Rashidpur is a village in Dih block of Rae Bareli district, Uttar Pradesh, India. It is located 28 km from Raebareli, the district headquarters. As of 2011, it has a population of 1,633 people, in 300 households. It has one primary school and no healthcare facilities, as well as a sub post office, and it does not host a permanent market or a weekly haat. It belongs to the nyaya panchayat of Atawan.

The 1951 census recorded Rashidpur as comprising 3 hamlets, with a total population of 785 people (385 male and 400 female), in 155 households and 150 physical houses. The area of the village was given as 823 acres. 42 residents were literate, all male. The village was listed as belonging to the pargana of Parshadepur and the thana of Salon.

The 1961 census recorded Rashidpur as comprising 3 hamlets, with a total population of 772 people (348 male and 424 female), in 162 households and 158 physical houses. The area of the village was given as 823 acres.

The 1981 census recorded Rashidpur as having a population of 963 people, in 97 households, and having an area of 384.45 hectares. The main staple foods were listed as wheat and rice.

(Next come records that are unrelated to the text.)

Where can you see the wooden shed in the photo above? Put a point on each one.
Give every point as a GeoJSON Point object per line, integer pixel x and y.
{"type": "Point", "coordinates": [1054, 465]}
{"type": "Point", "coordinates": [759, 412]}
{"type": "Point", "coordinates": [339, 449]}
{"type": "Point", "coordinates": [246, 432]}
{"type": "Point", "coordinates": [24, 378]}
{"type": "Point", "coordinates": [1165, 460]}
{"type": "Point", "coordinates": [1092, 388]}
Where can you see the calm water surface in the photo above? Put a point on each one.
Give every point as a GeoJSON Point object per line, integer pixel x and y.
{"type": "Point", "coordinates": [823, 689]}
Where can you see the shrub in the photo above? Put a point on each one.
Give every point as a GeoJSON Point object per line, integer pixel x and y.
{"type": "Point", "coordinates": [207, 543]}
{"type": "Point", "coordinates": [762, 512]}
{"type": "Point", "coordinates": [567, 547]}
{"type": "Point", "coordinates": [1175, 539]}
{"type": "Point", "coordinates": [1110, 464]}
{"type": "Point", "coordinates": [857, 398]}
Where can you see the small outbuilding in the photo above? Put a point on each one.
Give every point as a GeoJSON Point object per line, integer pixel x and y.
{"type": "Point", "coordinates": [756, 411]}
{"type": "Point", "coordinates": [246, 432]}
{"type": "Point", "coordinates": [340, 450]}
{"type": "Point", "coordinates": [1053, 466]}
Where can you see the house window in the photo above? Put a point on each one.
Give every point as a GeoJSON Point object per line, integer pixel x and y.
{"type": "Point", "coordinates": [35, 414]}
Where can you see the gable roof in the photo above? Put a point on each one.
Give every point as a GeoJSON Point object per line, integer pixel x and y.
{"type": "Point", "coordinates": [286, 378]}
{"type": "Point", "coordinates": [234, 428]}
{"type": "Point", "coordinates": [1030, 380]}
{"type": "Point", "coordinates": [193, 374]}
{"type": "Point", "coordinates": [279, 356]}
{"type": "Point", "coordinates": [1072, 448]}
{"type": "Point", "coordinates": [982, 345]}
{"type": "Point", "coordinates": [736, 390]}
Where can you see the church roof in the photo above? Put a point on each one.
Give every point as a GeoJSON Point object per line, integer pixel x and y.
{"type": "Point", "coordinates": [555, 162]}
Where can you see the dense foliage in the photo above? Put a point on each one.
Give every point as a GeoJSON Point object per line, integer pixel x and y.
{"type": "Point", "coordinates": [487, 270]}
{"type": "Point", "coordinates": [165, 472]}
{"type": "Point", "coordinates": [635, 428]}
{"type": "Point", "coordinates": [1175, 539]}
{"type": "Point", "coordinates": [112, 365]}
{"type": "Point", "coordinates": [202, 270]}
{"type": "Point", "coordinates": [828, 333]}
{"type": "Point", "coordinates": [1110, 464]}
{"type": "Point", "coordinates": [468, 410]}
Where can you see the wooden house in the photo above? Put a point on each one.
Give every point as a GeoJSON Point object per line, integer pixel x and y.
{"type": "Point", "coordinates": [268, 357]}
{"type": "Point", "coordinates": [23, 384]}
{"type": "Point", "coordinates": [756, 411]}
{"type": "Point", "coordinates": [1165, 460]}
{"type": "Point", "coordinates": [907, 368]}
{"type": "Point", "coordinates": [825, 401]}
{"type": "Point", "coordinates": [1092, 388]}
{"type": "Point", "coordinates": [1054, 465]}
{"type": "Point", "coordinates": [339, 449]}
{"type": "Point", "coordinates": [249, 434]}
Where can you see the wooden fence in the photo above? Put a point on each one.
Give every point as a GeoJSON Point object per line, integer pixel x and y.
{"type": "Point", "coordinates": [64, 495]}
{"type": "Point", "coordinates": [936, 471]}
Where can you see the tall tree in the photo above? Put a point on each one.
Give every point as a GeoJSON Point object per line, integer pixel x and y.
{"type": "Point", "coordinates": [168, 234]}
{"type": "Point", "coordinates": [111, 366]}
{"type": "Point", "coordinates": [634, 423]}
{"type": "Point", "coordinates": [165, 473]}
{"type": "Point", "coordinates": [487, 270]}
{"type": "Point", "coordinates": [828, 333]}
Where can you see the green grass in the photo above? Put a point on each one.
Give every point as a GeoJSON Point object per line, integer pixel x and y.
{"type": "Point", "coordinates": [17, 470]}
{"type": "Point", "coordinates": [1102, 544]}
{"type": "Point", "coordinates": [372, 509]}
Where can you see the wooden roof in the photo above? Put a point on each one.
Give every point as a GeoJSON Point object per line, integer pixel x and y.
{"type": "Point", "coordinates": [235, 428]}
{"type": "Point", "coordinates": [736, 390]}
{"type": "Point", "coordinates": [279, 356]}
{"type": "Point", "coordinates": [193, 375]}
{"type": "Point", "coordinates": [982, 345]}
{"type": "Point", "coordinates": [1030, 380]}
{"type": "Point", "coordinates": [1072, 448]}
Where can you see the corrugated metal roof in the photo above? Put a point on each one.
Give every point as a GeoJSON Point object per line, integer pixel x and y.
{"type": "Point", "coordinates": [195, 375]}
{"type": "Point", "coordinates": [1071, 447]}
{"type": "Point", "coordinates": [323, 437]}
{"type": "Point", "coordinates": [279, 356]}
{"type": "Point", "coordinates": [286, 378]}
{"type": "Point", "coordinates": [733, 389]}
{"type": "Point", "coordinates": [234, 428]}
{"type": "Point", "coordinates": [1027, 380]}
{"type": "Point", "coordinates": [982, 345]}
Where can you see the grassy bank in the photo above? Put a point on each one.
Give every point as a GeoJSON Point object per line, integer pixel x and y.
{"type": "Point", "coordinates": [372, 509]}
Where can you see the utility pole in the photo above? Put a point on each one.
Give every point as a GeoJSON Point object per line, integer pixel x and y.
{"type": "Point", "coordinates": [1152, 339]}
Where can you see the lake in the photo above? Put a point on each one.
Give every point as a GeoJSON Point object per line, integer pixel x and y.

The 1991 census recorded Rashidpur (as "Rasidpur") as having a total population of 1,089 people (597 male and 492 female), in 211 households and 211 physical houses. The area of the village was listed as 336 hectares. Members of the 0-6 age group numbered 178, or 16% of the total; this group was 61% male (108) and 39% female (70). Members of scheduled castes made up 26% of the village's population, while no members of scheduled tribes were recorded. The literacy rate of the village was 26% (224 men and 61 women). 413 people were classified as main workers (318 men and 95 women), while 1 person were classified as marginal workers (a woman); the remaining 675 residents were non-workers. The breakdown of main workers by employment category was as follows: 297 cultivators (i.e. people who owned or leased their own land); 105 agricultural labourers (i.e. people who worked someone else's land in return for payment); 1 worker in livestock, forestry, fishing, hunting, plantations, orchards, etc.; 0 in mining and quarrying; 1 household industry worker; 0 workers employed in other manufacturing, processing, service, and repair roles; 0 construction workers; 1 employed in trade and commerce; 0 employed in transport, storage, and communications; and 8 in other services.